Last week, Ryanair made presentations in Dublin, Frankfurt, Paris, Edinburgh and London. Mr O'Leary described the response as "good". It had breakfast and lunch meetings with smaller investors and made one on one presentations to bigger investment houses. Among the investors Ryanair met in Edinburgh and London were Standard Life, Morgan Grenfell, HongKong Shanghai Bank, Sun Life of Canada Asset Management, Fidelity Investments, Electra Flemming, JP Morgan, Canada Life, Janus Capital and Mercury Asset Management.

In mainland Europe investors receiving presentations included Dresdner Bank, Deutsche Bank, IndoSuez and Paribas.

According to Mr O'Leary, questions from investors centred on the potential for the new European routes - will the formula that has generated profits on the Dublin/UK routes transfer into the European market - and fleet replacement issues.

There were no questions about the changes in accounting policies for maintenance and depreciation which allowed an upward revision of 1995 profits, he said. Investors "are familiar with airline accounting and are comfortable that our policies are cautious," he said.
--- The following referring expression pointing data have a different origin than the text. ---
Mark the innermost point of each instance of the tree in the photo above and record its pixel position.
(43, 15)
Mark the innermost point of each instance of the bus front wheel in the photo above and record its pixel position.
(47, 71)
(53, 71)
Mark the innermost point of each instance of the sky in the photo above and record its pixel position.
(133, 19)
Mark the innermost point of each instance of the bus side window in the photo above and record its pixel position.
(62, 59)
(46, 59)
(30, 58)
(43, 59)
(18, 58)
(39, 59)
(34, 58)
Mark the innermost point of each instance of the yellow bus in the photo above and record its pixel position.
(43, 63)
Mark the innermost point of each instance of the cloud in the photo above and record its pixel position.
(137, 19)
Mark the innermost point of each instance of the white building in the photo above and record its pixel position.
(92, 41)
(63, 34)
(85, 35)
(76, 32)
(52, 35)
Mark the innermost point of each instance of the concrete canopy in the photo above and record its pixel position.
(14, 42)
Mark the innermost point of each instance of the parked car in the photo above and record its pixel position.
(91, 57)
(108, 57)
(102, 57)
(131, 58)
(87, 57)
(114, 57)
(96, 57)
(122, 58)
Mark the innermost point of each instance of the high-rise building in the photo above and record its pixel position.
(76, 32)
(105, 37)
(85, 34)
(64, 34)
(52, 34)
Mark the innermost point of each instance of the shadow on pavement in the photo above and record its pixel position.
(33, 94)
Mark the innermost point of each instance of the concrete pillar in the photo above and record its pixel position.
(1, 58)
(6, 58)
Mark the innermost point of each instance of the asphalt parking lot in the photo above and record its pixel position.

Bonuses of £17 million paid to Mr O'Leary between 1995 and 1997 were not raised, he said. "They are over. It was a historic deal. Management remuneration is seen as in line with the industry". Responding to whether staff costs could he forced up following the revelation about the bonus payments, he said the company had a five year pay agreement in place and staff would benefit from a successful flotation.

On the danger that duty free sales - which account for 10 per cent of pre tax profits - may disappear in mid 1999, Mr O'Leary said the company was looking at alternatives which included food, drink and gift sales, credit card handling fees and car hire. Ryanair "will ensure that any loss to staff will be reflected in other productivity schemes," he added.

The outcome of the Ryanair roadshows will only become clear at the end of the month when the final book building is completed.